We present region-based, fully convolutional networks for accurate and efficient object detection. In contrast to previous region-based detectors such as Fast/Faster R-CNN that apply a costly per-region subnetwork hundreds of times, our region-based detector is fully convolutional with almost all computation shared on the entire image. To achieve this goal, we propose position-sensitive score maps to address a dilemma between translation-invariance in image classification and translation-variance in object detection. Our method can thus naturally adopt fully convolutional image classifier backbones, such as the latest Residual Networks (ResNets), for object detection. We show competitive results on the PASCAL VOC datasets (e.g., 83.6% mAP on the 2007 set) with the 101-layer ResNet. Meanwhile, our result is achieved at a test-time speed of 170ms per image, 2.5-20x faster than the Faster R-CNN counterpart. Code is made publicly available at: https://github.com/daijifeng001/r-fcn

Figures (5)

• Figure 1: Key idea of R-FCN for object detection. In this illustration, there are $k \times k = 3 \times 3$ position-sensitive score maps generated by a fully convolutional network. For each of the $k \times k$ bins in an RoI, pooling is only performed on one of the $k^2$ maps (marked by different colors).

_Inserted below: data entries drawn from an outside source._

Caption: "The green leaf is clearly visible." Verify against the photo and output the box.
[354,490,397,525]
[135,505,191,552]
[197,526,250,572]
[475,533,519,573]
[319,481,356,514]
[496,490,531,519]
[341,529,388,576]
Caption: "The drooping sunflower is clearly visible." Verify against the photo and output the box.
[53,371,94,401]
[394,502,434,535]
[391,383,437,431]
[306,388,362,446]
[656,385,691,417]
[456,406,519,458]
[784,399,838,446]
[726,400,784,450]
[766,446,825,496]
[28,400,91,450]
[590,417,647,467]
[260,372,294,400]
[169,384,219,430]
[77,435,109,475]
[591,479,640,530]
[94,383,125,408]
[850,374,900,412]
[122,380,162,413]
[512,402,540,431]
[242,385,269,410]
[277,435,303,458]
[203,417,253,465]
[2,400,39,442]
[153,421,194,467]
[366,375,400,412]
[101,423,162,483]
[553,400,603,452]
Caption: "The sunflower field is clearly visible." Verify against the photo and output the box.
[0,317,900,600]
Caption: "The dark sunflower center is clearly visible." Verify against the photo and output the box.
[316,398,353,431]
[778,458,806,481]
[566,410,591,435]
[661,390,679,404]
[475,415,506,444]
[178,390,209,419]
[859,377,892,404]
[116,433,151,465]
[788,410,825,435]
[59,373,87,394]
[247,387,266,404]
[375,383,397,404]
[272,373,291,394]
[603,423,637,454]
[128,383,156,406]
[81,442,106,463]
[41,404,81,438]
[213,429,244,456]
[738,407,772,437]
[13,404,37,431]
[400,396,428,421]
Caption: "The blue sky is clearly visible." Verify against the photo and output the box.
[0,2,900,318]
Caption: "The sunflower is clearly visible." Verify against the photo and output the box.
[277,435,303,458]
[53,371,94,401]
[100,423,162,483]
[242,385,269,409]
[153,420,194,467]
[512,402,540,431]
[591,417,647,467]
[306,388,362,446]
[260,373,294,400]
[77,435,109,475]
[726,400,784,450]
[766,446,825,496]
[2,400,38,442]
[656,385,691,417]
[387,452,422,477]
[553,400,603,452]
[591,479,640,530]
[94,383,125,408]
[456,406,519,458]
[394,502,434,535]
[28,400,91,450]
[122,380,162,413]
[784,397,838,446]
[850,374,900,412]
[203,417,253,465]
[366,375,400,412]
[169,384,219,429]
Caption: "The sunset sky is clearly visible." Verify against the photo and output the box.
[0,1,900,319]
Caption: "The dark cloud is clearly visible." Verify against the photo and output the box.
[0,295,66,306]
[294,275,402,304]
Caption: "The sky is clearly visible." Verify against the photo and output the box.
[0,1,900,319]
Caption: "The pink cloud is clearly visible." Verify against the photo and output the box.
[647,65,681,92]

• Figure 2: Overall architecture of R-FCN. A Region Proposal Network (RPN) Ren2015a proposes candidate RoIs, which are then applied on the score maps. All learnable weight layers are convolutional and are computed on the entire image; the per-RoI computational cost is negligible.
• Figure 3: Visualization of R-FCN ($k \times k = 3 \times 3$) for the person category.
• Figure 5: Curated examples of R-FCN results on the PASCAL VOC 2007 test set (83.6% mAP). The network is ResNet-101, and the training data is 07+12+COCO. A score threshold of 0.6 is used for displaying. The running time per image is 170ms on one Nvidia K40 GPU.
• Figure 6: Curated examples of R-FCN results on the MS COCO test-dev set (31.5% AP). The network is ResNet-101, and the training data is MS COCO trainval. A score threshold of 0.6 is used for displaying.